A person not a self-help program

This is an old blog post, but it came across my Facebook feed this morning, so it is new to me.

United Methodist Communications shared this post connecting a song by Tim McGraw with the teaching of 19th century British Methodism. The gist of the short article is that McGraw’s song, which calls people to “always stay humble and kind” mirrors the advice of Methodist devotional writers in the 19th century.

Of course, on the surface, this is probably true. Humility and kindness are fruits of the Spirit, and so it is not at all out of place for a Christian writer to praise them. But in making this connection, the article misses a rather large and important point.

What is the point?

Well, for Christians the point is Jesus Christ.

We are Christians because of Jesus. Our faith is in a person not a set of values or character traits. If we focus on the outward things — the character traits — we can discover that we have the surface but none of the depth.

The truth is this: People are capable of being humble and kind without knowing Jesus Christ. There are kind atheists and humble Muslims. There are generous Buddhists and peaceful Hindus. We worship Jesus Christ, we follow him, we pray to him because he is the Son of God, the Word, the Lord of Lords and King of Kings, the Savior of all humanity. Through him we are forgiven and saved from the power of the devil and grasp of evil.

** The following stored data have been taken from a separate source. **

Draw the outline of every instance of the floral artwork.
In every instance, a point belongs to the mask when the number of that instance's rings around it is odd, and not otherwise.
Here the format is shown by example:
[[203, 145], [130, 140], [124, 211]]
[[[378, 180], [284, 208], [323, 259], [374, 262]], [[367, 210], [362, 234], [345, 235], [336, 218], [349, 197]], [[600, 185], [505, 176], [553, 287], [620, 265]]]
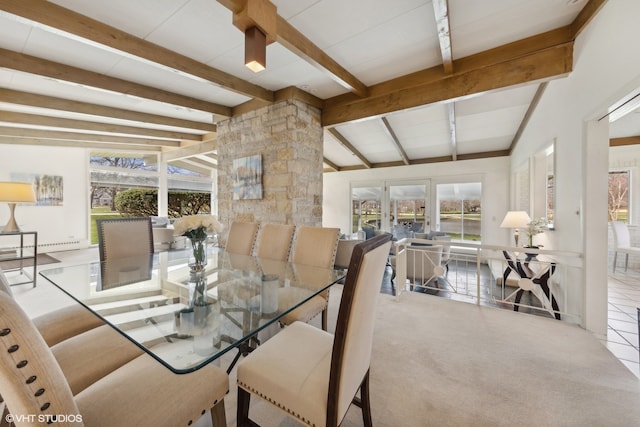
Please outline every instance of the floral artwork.
[[262, 157], [242, 157], [233, 161], [233, 200], [262, 199]]
[[36, 206], [62, 206], [63, 204], [62, 176], [13, 172], [11, 180], [33, 184]]

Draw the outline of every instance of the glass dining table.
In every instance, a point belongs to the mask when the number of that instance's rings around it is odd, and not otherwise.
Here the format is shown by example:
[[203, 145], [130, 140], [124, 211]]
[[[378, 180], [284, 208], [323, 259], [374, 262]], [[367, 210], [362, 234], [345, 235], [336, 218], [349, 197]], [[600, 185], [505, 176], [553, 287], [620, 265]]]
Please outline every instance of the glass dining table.
[[40, 275], [178, 374], [237, 349], [230, 371], [261, 332], [344, 277], [341, 270], [222, 250], [194, 271], [188, 255], [159, 252]]

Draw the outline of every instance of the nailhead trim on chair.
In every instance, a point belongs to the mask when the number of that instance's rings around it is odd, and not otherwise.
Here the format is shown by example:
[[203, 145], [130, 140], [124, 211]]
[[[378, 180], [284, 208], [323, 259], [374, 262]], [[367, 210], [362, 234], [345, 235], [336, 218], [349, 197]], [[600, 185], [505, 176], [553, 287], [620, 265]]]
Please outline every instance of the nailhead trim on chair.
[[253, 387], [249, 387], [247, 384], [243, 383], [243, 382], [238, 382], [238, 385], [241, 386], [242, 388], [244, 388], [245, 390], [255, 394], [256, 396], [261, 397], [264, 400], [269, 401], [270, 403], [272, 403], [273, 405], [277, 406], [278, 408], [282, 409], [283, 411], [286, 411], [288, 414], [290, 414], [291, 416], [297, 418], [298, 420], [302, 421], [303, 423], [305, 423], [308, 426], [311, 427], [316, 427], [315, 424], [313, 424], [311, 421], [307, 420], [305, 417], [303, 417], [302, 415], [293, 412], [291, 409], [287, 408], [286, 406], [284, 406], [282, 403], [277, 402], [273, 399], [271, 399], [268, 396], [265, 396], [264, 394], [262, 394], [261, 392], [259, 392], [258, 390], [254, 389]]
[[[7, 337], [7, 336], [9, 336], [10, 334], [11, 334], [11, 328], [4, 328], [4, 329], [0, 330], [0, 337]], [[18, 344], [13, 344], [13, 345], [9, 346], [9, 348], [7, 348], [7, 352], [8, 352], [9, 354], [12, 354], [12, 353], [15, 353], [16, 351], [18, 351], [19, 349], [20, 349], [20, 346], [19, 346]], [[24, 368], [25, 366], [27, 366], [28, 364], [29, 364], [29, 361], [28, 361], [28, 360], [23, 359], [23, 360], [19, 361], [19, 362], [16, 364], [16, 368], [17, 368], [17, 369], [22, 369], [22, 368]], [[27, 378], [27, 379], [26, 379], [25, 383], [26, 383], [26, 384], [32, 384], [32, 383], [34, 383], [37, 379], [38, 379], [38, 377], [37, 377], [37, 376], [35, 376], [35, 375], [31, 375], [29, 378]], [[36, 390], [36, 392], [34, 393], [34, 396], [35, 396], [35, 397], [40, 397], [40, 396], [42, 396], [42, 395], [45, 393], [45, 391], [46, 391], [46, 390], [45, 390], [44, 388], [42, 388], [42, 387], [41, 387], [41, 388], [39, 388], [38, 390]], [[45, 402], [45, 403], [43, 403], [43, 404], [42, 404], [42, 406], [40, 407], [40, 410], [44, 412], [44, 411], [46, 411], [47, 409], [49, 409], [49, 407], [50, 407], [50, 406], [51, 406], [51, 402]], [[47, 420], [47, 424], [51, 424], [51, 423], [53, 423], [53, 419], [52, 419], [52, 418], [49, 418], [49, 419]], [[14, 424], [12, 423], [12, 425], [14, 425]]]

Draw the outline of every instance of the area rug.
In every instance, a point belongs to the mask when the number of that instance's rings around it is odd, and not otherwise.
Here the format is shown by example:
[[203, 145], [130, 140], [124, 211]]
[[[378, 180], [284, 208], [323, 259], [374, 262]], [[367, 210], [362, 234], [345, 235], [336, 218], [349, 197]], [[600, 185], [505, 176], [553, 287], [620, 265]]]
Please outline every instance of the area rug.
[[[340, 288], [332, 289], [330, 326]], [[224, 362], [223, 362], [224, 363]], [[637, 426], [640, 380], [576, 325], [406, 293], [378, 299], [371, 363], [377, 427]], [[225, 397], [235, 425], [235, 369]], [[298, 426], [252, 399], [263, 426]], [[353, 407], [343, 427], [362, 426]]]
[[[37, 260], [38, 260], [38, 264], [37, 264], [38, 266], [60, 262], [58, 259], [48, 254], [38, 254]], [[22, 264], [20, 264], [21, 262]], [[0, 261], [0, 268], [2, 268], [3, 270], [10, 270], [14, 268], [31, 267], [31, 266], [33, 266], [32, 258], [24, 259], [22, 261], [20, 260]]]

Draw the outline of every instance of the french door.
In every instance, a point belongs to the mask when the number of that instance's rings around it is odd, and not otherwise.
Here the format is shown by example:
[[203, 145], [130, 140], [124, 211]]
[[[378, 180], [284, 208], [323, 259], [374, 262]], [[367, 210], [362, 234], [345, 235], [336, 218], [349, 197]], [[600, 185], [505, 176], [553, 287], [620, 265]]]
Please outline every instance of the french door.
[[352, 183], [352, 233], [362, 229], [369, 238], [376, 230], [393, 231], [398, 225], [428, 230], [429, 189], [429, 180]]

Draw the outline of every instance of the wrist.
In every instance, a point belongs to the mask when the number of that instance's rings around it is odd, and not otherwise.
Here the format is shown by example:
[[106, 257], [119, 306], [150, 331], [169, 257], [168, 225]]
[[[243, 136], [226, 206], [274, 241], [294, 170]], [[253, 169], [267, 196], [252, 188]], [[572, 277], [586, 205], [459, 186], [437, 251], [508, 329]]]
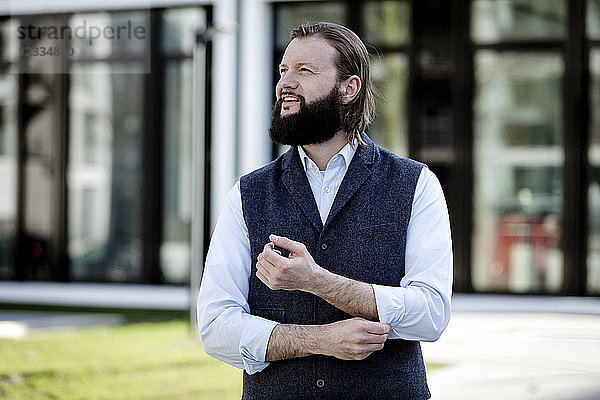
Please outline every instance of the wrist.
[[329, 356], [331, 345], [331, 324], [313, 325], [313, 343], [311, 346], [311, 354]]
[[310, 279], [306, 282], [306, 292], [319, 296], [321, 289], [325, 286], [325, 282], [331, 275], [331, 272], [315, 263], [313, 273]]

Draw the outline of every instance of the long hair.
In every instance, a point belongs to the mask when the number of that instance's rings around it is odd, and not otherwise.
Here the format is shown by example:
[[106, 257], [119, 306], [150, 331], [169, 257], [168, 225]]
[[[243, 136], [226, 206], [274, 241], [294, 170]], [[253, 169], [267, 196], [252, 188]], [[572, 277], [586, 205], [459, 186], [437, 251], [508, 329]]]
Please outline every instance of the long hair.
[[292, 30], [291, 39], [319, 37], [337, 50], [335, 66], [338, 82], [352, 75], [360, 78], [361, 88], [358, 95], [342, 106], [342, 128], [348, 134], [348, 142], [365, 145], [360, 134], [364, 132], [375, 117], [375, 94], [369, 76], [369, 52], [360, 38], [345, 26], [332, 22], [303, 24]]

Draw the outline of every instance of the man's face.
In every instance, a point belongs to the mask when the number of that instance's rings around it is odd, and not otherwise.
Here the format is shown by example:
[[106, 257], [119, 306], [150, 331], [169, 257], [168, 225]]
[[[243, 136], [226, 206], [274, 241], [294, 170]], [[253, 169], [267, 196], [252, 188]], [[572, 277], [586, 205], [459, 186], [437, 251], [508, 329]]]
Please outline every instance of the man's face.
[[269, 135], [292, 146], [323, 143], [341, 128], [336, 50], [320, 38], [294, 39], [280, 64]]
[[300, 99], [307, 103], [325, 97], [337, 83], [336, 50], [325, 39], [296, 38], [290, 42], [279, 65], [277, 100], [282, 101], [281, 116], [300, 110]]

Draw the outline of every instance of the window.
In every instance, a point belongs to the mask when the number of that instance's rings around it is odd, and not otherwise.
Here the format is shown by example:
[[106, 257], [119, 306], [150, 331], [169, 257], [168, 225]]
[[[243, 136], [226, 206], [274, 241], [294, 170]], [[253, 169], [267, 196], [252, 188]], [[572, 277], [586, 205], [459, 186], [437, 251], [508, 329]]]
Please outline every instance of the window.
[[[0, 21], [0, 279], [188, 280], [192, 48], [209, 9]], [[19, 44], [52, 40], [19, 42], [19, 24], [79, 28], [60, 43], [72, 57], [13, 74]], [[92, 26], [114, 37], [90, 43]]]
[[71, 69], [67, 186], [73, 280], [142, 278], [144, 75], [117, 72], [127, 68], [106, 60], [74, 62]]
[[368, 129], [378, 145], [399, 156], [408, 157], [406, 93], [408, 58], [403, 53], [388, 53], [371, 60], [371, 79], [377, 89], [377, 116]]
[[471, 16], [477, 43], [563, 39], [567, 32], [564, 0], [475, 0]]
[[365, 1], [362, 9], [364, 39], [379, 46], [400, 46], [410, 41], [408, 1]]
[[[189, 279], [192, 50], [195, 32], [206, 25], [206, 12], [173, 8], [152, 16], [145, 11], [81, 14], [73, 17], [72, 24], [93, 21], [119, 26], [132, 21], [149, 29], [150, 18], [157, 18], [161, 25], [161, 36], [155, 41], [75, 44], [85, 57], [73, 60], [70, 75], [73, 280], [185, 283]], [[148, 69], [152, 43], [156, 43], [152, 56], [158, 60], [152, 64], [154, 71]], [[147, 73], [162, 82], [148, 86]], [[158, 113], [148, 111], [157, 106]], [[147, 129], [161, 121], [162, 127]], [[148, 146], [158, 149], [149, 152]], [[148, 179], [153, 182], [149, 194], [162, 201], [144, 198]], [[162, 204], [151, 216], [156, 223], [152, 226], [162, 227], [162, 232], [152, 233], [160, 244], [148, 250], [144, 242], [152, 240], [143, 231], [147, 226], [144, 215], [153, 204]], [[149, 256], [152, 253], [157, 257]]]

Christianity is not a set of socially valuable character traits. It is about a person.

Does this mean praising humility and kindness is a bad thing? Well, of course not. But my sense of American Christianity is that we are very good at looking at the outward things and confusing them for the real thing. We point to humility and kindness and fail to seek Jesus. We point with pride at never missing a Sunday worship service and always putting our tithe in the offering plate and ignore the fact that we have no living relationship with the one we worship. We put up posters in our churches of “The Three Simple Rules” and rarely look each other in the eye and ask “Do you know the Lord?”

I am sure I am not being entirely fair to the writer of the post that prompted this blog post of mine, but I do hope my concern is clear. Let us as the church make sure that we never confuse the main point of what we do and who we are. Let us always err on the side of too much Jesus and not enough of everything else. He is the reason we exist.